Regulation

Council grants 10 more years of oil production at Angus Energy’s Lidsey site

170907 Lidsey rig 1

Angus  Energy’s oil site at Lidsey in West Sussex

Councillors in West Sussex have given consent for another 10 years of oil production at Angus Energy’s oil site at Lidsey, near Bognor Regis.

Members of the county council’s planning committee voted unanimously in support of the extension of permission.

The approval had been recommended by council officials, who said Angus was not seeking to enlarge the site, intensify activity or carry out any physical work.

Angus Energy has two boreholes at Lidsey.  The first well, Lidsey-1, was drilled in 1997. Angus drilled a horizontal well, Lidsey-X2, in autumn 2017. Last month, a statement from the company said the site was producing 191 barrels of oil a day from the site.

Last summer, DrillOrDrop reported that delivery vehicles were breaching previous conditions by entering and leaving the Lidsey site by the wrong access road. We also reported that the correct route through the nearby industrial estate had been blocked.

 

Lorry Weald Oil Watch

Lorry leaving Lidsey oil site by the wrong route in summer 2017. Photo: Weald Oil Watch

Lidsey concrete block Weald Oil Watch

Traffic route to Lidsey oil site blocked in summer 2017. Photo: Weald Oil Watch

Today, the committee reimposed a condition on access to the site.

Condition 8 requires delivery vehicles to use the designated route through the small nearby industrial estate and not along the whole length of track from the A29 to the Southern Water treatment site.  This condition also requires legible, visible signs to be maintained warning about the prohibited route.

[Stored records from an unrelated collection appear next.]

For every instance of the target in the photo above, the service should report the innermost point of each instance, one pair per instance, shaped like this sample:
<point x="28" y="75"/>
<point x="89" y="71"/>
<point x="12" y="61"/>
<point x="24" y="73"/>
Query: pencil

Condition 10 says there must be no obstructions on roads, footpaths or turning areas to prevent access.

Link to report by planning officers on the application

 

12 replies »

  1. “Will just have to wait and see”, Sherwulfe.

    Was that wait worthwhile? Perhaps Surrey can learn how to operate, and maybe move away from their financial problems. We will just have to wait and see.

    • According to our research, the concrete block was placed in the access road by the farmer who owns the land, to prevent travellers from moving into an adjacent field. The farmer told us that he moved the block when requested by Angus.

      • According to my research a protestor removed the sign to entrap 3rd parties making deliveries and exiting the site and then conveniently captured one such event on camera.

  2. And if Rotherham was a boxing match, it would have been stopped already, John! Hang on in there, with oil now at $75/barrel your N.Sea investments will be safe, even with some competition from the Weald.

  3. R8 LMX I would love to know where you researched to find out who removed the sign ? The sign that was only visible to drivers that were leaving site not those who entered by the illegal route. The Angus entry signage has always been clearly marked on the industrial estate entrance so the vehicles that used the illegal footpath did so regardless of the removed sign . I know this is true as I have evidence . If you want to accuse anyone of removing it then be very careful what you say.

    • Jono…correct, the sign that was visible to drivers leaving site was removed and then very conveniently for the protestors a lorry was pictured leaving in the wrong direction. The driver obviously couldn’t see the sign that had been removed.

      Anyhow.. the voices that matter have clearly seen through that and other attempts at trying to frame the company. Unanimous in their approval it seems.

  4. R8-all I would add is taking into account how little lorry traffic was entering and exiting this site at the time, a little suspect that someone should just happen to be standing in the road with a camera, to record what-obstruction of the road!

    That action in itself was an extremely dangerous act as even without the lorry, a driver emerging from negotiating the bend seen in the picture would have been faced by a person pointing an object towards him!